It was linked by a horse worked tramway which led under the main railway to the canal between Nether Heyford and Weedon.
By 1855 the tramway had been extended south westward up the hill to a new iron ore quarry at a place now called Lodge Plantation.
Above that it was probably horse worked, below by steam locomotive, but in 1869 the tramway was converted from a narrow gauge to standard gauge and the line was diverted from west of the railway bridge south eastward to sidings on the west side of the railway just to the north of the Nether Heyford to Litchborough road.
[4] It was in Upper Stowe, about three miles south of Weedon Bec, that the principles of radar were first found to be a practical possibility, and not just a theoretical proposal.
On the evening of 25 February 1935, radio wave detection equipment, including an oscilloscope, was brought from the National Physical Laboratory (via the A5) in an old ambulance to a field close to the village.

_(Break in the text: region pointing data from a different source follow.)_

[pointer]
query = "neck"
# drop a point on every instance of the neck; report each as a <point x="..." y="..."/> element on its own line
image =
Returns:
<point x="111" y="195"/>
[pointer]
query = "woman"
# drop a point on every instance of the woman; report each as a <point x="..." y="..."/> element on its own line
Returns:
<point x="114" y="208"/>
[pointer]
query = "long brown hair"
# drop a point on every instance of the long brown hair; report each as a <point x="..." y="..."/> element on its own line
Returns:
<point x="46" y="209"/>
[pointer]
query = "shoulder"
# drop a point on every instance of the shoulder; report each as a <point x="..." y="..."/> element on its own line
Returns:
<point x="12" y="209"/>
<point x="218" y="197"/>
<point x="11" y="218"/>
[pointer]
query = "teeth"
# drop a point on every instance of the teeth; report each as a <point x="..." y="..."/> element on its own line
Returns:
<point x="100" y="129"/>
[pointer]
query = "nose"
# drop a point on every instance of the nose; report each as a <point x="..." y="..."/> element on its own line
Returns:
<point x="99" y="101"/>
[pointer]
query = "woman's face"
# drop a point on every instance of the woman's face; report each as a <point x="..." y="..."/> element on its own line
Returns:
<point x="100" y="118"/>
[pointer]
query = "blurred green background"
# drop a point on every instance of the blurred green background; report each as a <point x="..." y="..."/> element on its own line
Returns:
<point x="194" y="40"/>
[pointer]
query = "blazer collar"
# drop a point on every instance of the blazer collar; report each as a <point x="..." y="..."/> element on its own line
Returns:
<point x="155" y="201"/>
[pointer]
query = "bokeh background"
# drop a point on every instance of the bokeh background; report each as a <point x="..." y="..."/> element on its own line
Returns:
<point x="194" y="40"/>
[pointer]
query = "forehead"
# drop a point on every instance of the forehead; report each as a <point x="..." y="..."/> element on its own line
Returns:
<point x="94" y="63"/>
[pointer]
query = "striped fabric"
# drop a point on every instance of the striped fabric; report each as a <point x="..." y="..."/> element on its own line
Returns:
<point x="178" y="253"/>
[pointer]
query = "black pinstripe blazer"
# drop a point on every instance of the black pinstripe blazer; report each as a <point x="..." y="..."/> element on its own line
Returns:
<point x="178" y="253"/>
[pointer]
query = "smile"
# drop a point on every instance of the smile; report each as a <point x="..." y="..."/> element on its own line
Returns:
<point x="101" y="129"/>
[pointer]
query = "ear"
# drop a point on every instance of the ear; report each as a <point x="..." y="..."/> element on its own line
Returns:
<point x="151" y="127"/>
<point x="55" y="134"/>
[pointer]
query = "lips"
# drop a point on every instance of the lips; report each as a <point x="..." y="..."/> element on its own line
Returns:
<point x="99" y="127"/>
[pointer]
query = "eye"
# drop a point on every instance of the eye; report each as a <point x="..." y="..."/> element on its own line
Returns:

The field was just off the road (Welsh Lane - former B4525) between Litchborough and Bugbrooke, about 400 metres from the A5 and close to the Daventry district and South Northamptonshire boundary.. Arnold Frederic Wilkins OBE and an assistant prepared the equipment, which was to listen-in for any extraneous radio waves (interference) on the BBC's wavelength of 49 metres as a plane flew overhead.
In the early morning (Tuesday 26 February), the Handley Page Heyford (a biplane) K6902 took off from RAE Farnborough and climbed to 6,000 ft, being piloted by Flt Lt Robert Blucke (1897-1988).